Later, when they get to the Council of Elrond, Tom Bombadil comes up again. They talk about potentially giving him the One Ring to protect it because he is so old and powerful. It seemed ridiculous when I originally read it, but after reading about the Valar and how they stayed out of the affairs of the Children (Men and Elves) it makes much more sense that they would try to get one of those powerful beings to protect it.
I was hoping to get more of a history of Bombadil in The Silmarillion, but how the Council spoke of him leads me to believe that he truly may be one of the Valar because of how he is described as too old and too powerful to care about the One Ring. If it was left in his care, he might forget about it or lose it. Gandalf, Saruman, and Sauron are all Maiar, so even beings of that power are indebted to, and scared of, the Ring’s strength. So Bombadil has to be one of the Valar who decided to stay on Middle-earth.
I look forward to reading his book (“The Adventures of Tom Bombadil”) when I get to it in the histories.
Bombadil doesn’t appear in the rest of the books, which leads me to believe that this was a transitional period in the novels. Tolkien wanted to keep his readership from the Hobbit, but he wanted to transition into something more meaningful and bold.
It isn’t until we reach Gandalf dying in Moria that the books finally feel much more realistic. The tone of the books shifts; the lays they recite are more lamentations than happy-go-lucky ditties that Tom Bombadil recites. The book shifts from a fun “children’s story” to a natural history of Middle-earth.
Elements of the Silmarillion are spread throughout the ending, but the stories they tell are direr and more immediate than what comes at the beginning. Tolkien does a masterful shift in the narrative from “Concerning Hobbits” to the “Breaking of the Fellowship,” We are left with desperation and an overwhelming desire to find out what happens to our friends in the next book.

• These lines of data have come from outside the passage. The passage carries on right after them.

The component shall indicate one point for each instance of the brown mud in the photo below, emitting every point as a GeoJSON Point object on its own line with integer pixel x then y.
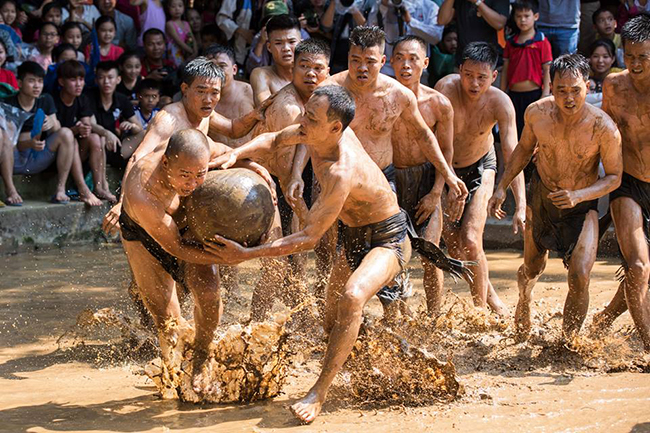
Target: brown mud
{"type": "Point", "coordinates": [95, 381]}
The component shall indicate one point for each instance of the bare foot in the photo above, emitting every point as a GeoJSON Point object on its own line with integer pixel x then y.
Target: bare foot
{"type": "Point", "coordinates": [522, 320]}
{"type": "Point", "coordinates": [307, 409]}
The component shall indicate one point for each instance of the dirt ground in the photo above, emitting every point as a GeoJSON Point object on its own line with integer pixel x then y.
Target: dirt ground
{"type": "Point", "coordinates": [531, 387]}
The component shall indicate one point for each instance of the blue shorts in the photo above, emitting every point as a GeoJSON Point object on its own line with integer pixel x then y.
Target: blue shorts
{"type": "Point", "coordinates": [32, 161]}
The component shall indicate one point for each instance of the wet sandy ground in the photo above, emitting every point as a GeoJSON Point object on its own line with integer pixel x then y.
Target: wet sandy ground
{"type": "Point", "coordinates": [44, 389]}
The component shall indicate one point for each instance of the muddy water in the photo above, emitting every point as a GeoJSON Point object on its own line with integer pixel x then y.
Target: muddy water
{"type": "Point", "coordinates": [97, 389]}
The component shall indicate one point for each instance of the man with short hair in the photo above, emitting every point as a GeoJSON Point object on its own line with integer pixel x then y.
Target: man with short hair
{"type": "Point", "coordinates": [478, 107]}
{"type": "Point", "coordinates": [625, 98]}
{"type": "Point", "coordinates": [283, 35]}
{"type": "Point", "coordinates": [569, 138]}
{"type": "Point", "coordinates": [419, 185]}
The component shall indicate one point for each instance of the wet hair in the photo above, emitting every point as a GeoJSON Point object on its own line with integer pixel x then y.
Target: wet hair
{"type": "Point", "coordinates": [203, 68]}
{"type": "Point", "coordinates": [572, 64]}
{"type": "Point", "coordinates": [599, 11]}
{"type": "Point", "coordinates": [341, 103]}
{"type": "Point", "coordinates": [107, 66]}
{"type": "Point", "coordinates": [148, 84]}
{"type": "Point", "coordinates": [30, 67]}
{"type": "Point", "coordinates": [152, 32]}
{"type": "Point", "coordinates": [481, 52]}
{"type": "Point", "coordinates": [282, 22]}
{"type": "Point", "coordinates": [312, 46]}
{"type": "Point", "coordinates": [60, 49]}
{"type": "Point", "coordinates": [103, 20]}
{"type": "Point", "coordinates": [215, 49]}
{"type": "Point", "coordinates": [411, 38]}
{"type": "Point", "coordinates": [70, 69]}
{"type": "Point", "coordinates": [525, 5]}
{"type": "Point", "coordinates": [190, 142]}
{"type": "Point", "coordinates": [636, 30]}
{"type": "Point", "coordinates": [367, 37]}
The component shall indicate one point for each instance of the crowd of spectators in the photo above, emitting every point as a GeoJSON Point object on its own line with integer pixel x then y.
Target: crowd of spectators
{"type": "Point", "coordinates": [93, 74]}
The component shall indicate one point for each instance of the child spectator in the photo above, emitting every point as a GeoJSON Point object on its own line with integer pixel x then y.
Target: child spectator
{"type": "Point", "coordinates": [113, 114]}
{"type": "Point", "coordinates": [6, 76]}
{"type": "Point", "coordinates": [130, 67]}
{"type": "Point", "coordinates": [9, 12]}
{"type": "Point", "coordinates": [38, 147]}
{"type": "Point", "coordinates": [105, 27]}
{"type": "Point", "coordinates": [148, 97]}
{"type": "Point", "coordinates": [82, 12]}
{"type": "Point", "coordinates": [48, 38]}
{"type": "Point", "coordinates": [152, 16]}
{"type": "Point", "coordinates": [73, 110]}
{"type": "Point", "coordinates": [526, 61]}
{"type": "Point", "coordinates": [71, 33]}
{"type": "Point", "coordinates": [601, 60]}
{"type": "Point", "coordinates": [181, 45]}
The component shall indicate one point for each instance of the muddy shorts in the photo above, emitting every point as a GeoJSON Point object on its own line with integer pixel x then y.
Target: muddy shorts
{"type": "Point", "coordinates": [472, 176]}
{"type": "Point", "coordinates": [132, 231]}
{"type": "Point", "coordinates": [389, 233]}
{"type": "Point", "coordinates": [555, 229]}
{"type": "Point", "coordinates": [413, 183]}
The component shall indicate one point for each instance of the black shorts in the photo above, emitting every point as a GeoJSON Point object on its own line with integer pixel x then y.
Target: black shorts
{"type": "Point", "coordinates": [555, 229]}
{"type": "Point", "coordinates": [413, 183]}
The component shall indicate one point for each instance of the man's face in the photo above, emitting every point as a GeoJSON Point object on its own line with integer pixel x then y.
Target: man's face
{"type": "Point", "coordinates": [637, 60]}
{"type": "Point", "coordinates": [409, 59]}
{"type": "Point", "coordinates": [282, 44]}
{"type": "Point", "coordinates": [154, 47]}
{"type": "Point", "coordinates": [224, 62]}
{"type": "Point", "coordinates": [606, 24]}
{"type": "Point", "coordinates": [72, 86]}
{"type": "Point", "coordinates": [476, 78]}
{"type": "Point", "coordinates": [309, 71]}
{"type": "Point", "coordinates": [148, 99]}
{"type": "Point", "coordinates": [31, 86]}
{"type": "Point", "coordinates": [106, 7]}
{"type": "Point", "coordinates": [570, 92]}
{"type": "Point", "coordinates": [201, 96]}
{"type": "Point", "coordinates": [107, 81]}
{"type": "Point", "coordinates": [364, 64]}
{"type": "Point", "coordinates": [186, 173]}
{"type": "Point", "coordinates": [525, 19]}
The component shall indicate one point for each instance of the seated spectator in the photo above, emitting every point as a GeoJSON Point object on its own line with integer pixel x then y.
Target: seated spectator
{"type": "Point", "coordinates": [113, 116]}
{"type": "Point", "coordinates": [73, 111]}
{"type": "Point", "coordinates": [79, 11]}
{"type": "Point", "coordinates": [130, 67]}
{"type": "Point", "coordinates": [108, 52]}
{"type": "Point", "coordinates": [443, 56]}
{"type": "Point", "coordinates": [180, 40]}
{"type": "Point", "coordinates": [602, 59]}
{"type": "Point", "coordinates": [527, 60]}
{"type": "Point", "coordinates": [6, 76]}
{"type": "Point", "coordinates": [39, 145]}
{"type": "Point", "coordinates": [71, 33]}
{"type": "Point", "coordinates": [41, 52]}
{"type": "Point", "coordinates": [148, 92]}
{"type": "Point", "coordinates": [283, 36]}
{"type": "Point", "coordinates": [125, 35]}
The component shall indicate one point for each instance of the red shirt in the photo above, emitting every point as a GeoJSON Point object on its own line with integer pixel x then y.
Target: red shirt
{"type": "Point", "coordinates": [9, 78]}
{"type": "Point", "coordinates": [526, 60]}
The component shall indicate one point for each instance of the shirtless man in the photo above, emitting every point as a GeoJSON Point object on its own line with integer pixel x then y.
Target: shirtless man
{"type": "Point", "coordinates": [572, 138]}
{"type": "Point", "coordinates": [201, 89]}
{"type": "Point", "coordinates": [283, 35]}
{"type": "Point", "coordinates": [382, 101]}
{"type": "Point", "coordinates": [478, 106]}
{"type": "Point", "coordinates": [355, 191]}
{"type": "Point", "coordinates": [158, 254]}
{"type": "Point", "coordinates": [419, 186]}
{"type": "Point", "coordinates": [625, 98]}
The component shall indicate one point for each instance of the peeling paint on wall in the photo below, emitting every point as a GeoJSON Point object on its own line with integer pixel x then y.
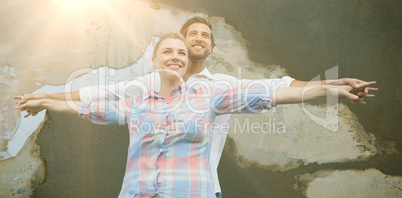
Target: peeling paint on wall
{"type": "Point", "coordinates": [352, 183]}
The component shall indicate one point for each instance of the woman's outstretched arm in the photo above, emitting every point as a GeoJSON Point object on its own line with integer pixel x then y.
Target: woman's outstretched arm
{"type": "Point", "coordinates": [33, 107]}
{"type": "Point", "coordinates": [289, 95]}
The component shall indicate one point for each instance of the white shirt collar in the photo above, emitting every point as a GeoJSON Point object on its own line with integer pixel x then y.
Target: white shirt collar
{"type": "Point", "coordinates": [205, 72]}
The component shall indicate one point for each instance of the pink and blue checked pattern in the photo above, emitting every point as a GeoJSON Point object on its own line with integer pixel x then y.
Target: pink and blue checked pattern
{"type": "Point", "coordinates": [170, 138]}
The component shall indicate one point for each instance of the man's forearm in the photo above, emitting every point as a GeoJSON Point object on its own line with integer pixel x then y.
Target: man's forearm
{"type": "Point", "coordinates": [71, 107]}
{"type": "Point", "coordinates": [64, 96]}
{"type": "Point", "coordinates": [290, 95]}
{"type": "Point", "coordinates": [297, 83]}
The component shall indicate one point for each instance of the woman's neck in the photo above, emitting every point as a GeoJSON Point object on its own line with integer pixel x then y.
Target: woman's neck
{"type": "Point", "coordinates": [167, 85]}
{"type": "Point", "coordinates": [194, 67]}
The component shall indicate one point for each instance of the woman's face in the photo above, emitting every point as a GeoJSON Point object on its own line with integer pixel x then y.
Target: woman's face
{"type": "Point", "coordinates": [171, 58]}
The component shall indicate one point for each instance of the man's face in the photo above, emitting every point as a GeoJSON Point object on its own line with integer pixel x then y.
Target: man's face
{"type": "Point", "coordinates": [198, 41]}
{"type": "Point", "coordinates": [171, 58]}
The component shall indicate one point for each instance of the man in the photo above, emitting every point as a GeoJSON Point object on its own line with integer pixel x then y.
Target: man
{"type": "Point", "coordinates": [200, 43]}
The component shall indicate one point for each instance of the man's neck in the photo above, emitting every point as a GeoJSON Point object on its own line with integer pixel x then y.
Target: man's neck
{"type": "Point", "coordinates": [167, 86]}
{"type": "Point", "coordinates": [194, 67]}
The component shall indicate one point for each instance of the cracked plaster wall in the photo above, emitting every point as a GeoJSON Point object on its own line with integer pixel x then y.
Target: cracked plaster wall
{"type": "Point", "coordinates": [41, 54]}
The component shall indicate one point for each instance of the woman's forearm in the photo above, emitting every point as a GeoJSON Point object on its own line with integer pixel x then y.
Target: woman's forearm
{"type": "Point", "coordinates": [71, 107]}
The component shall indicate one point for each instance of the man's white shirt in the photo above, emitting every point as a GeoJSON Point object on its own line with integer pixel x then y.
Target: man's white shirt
{"type": "Point", "coordinates": [140, 85]}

As I mentioned above, when I read these books the first time I thought the whole point was to have a Hero’s journey, much like Joseph Cambell describes (though that is probably a whole series of essays to do at a later time). What we actually get is a wholly formed world. A World that is almost a character in and of itself. The characters are adding to that world and that history, but the book is not solely about them. It’s more about how their actions form the history of the world and not the other way around. I don’t think I’ve ever read a book that has such a deep and realized history before, and I have to say I’m enjoying Tolkien like I never had previously.